Page MenuHomePhabricator

"Expectation not met" warnings during SUL autologin autocreation
Closed, ResolvedPublic

Description

The logs have a bunch of warnings like

Expectation (masterConns <= 0) by MediaWiki\MediaWikiEntryPoint::restInPeace not met (actual: 1):

and

Expectation (writes <= 0) by MediaWiki\MediaWikiEntryPoint::restInPeace not met (actual: 1):

for various code paths (watchlist, site stats, Echo); about 20k / day. (logstash)

Screenshot Capture - 2025-03-06 - 21-36-29.png (578×1 px, 62 KB)

Event Timeline

Restricted Application added a subscriber: Aklapper. · View Herald Transcript

I thought rOPUP3a729e42cc58: Update CentralAuth multi-DC rules for SUL3, attempt 2 would fix this but seems like it doesn't, even though I can verify that the URLs seen in Logstash are forced to the primary DC now, e.g.

$ curl -vo/dev/null 'https://es.wikipedia.org/wiki/?do-not-cache=123' |& ack 'x-cache|server'
* ALPN: server accepted h2
< server: mw-web.eqiad.main-58fdbf89d-d4jpv
< x-cache: cp3070 miss, cp3070 miss
< x-cache-status: miss
< server-timing: cache;desc="miss", host;desc="cp3070"

tgr@tgr-ThinkPad:~$ curl -vo/dev/null 'https://es.wikipedia.org/wiki/Special:CentralAutoLogin/setCookies?returnUrlToken=<redacted>&type=redirect&usesul3=0' |& ack 'x-cache|server'
* ALPN: server accepted h2
< server: mw-web.codfw.main-7dffb485d6-n8qjf
< x-cache: cp3070 miss, cp3070 pass
< x-cache-status: pass
< server-timing: cache;desc="pass", host;desc="cp3070"

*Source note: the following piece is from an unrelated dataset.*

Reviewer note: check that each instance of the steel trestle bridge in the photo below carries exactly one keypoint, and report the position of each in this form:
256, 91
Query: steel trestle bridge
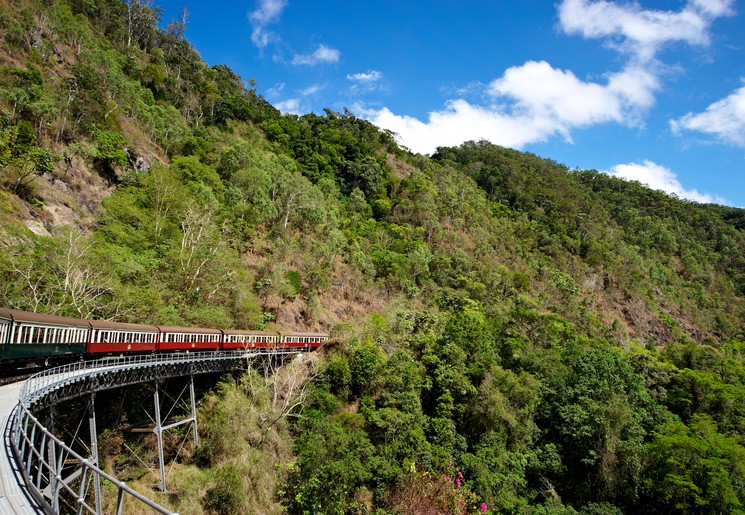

Per IRC discussion with @Krinkle, we should just apply the same warning silencing workaround here that we do for e.g. for returning from remote authentication. It's not perfect (ideally we wouldn't want to suppress warnings that are not autocreation-related), but avoids overcomplicating things and it is good enough (autocreations on GET are essentially random, so it won't deterministically suppress a problem in unrelated code).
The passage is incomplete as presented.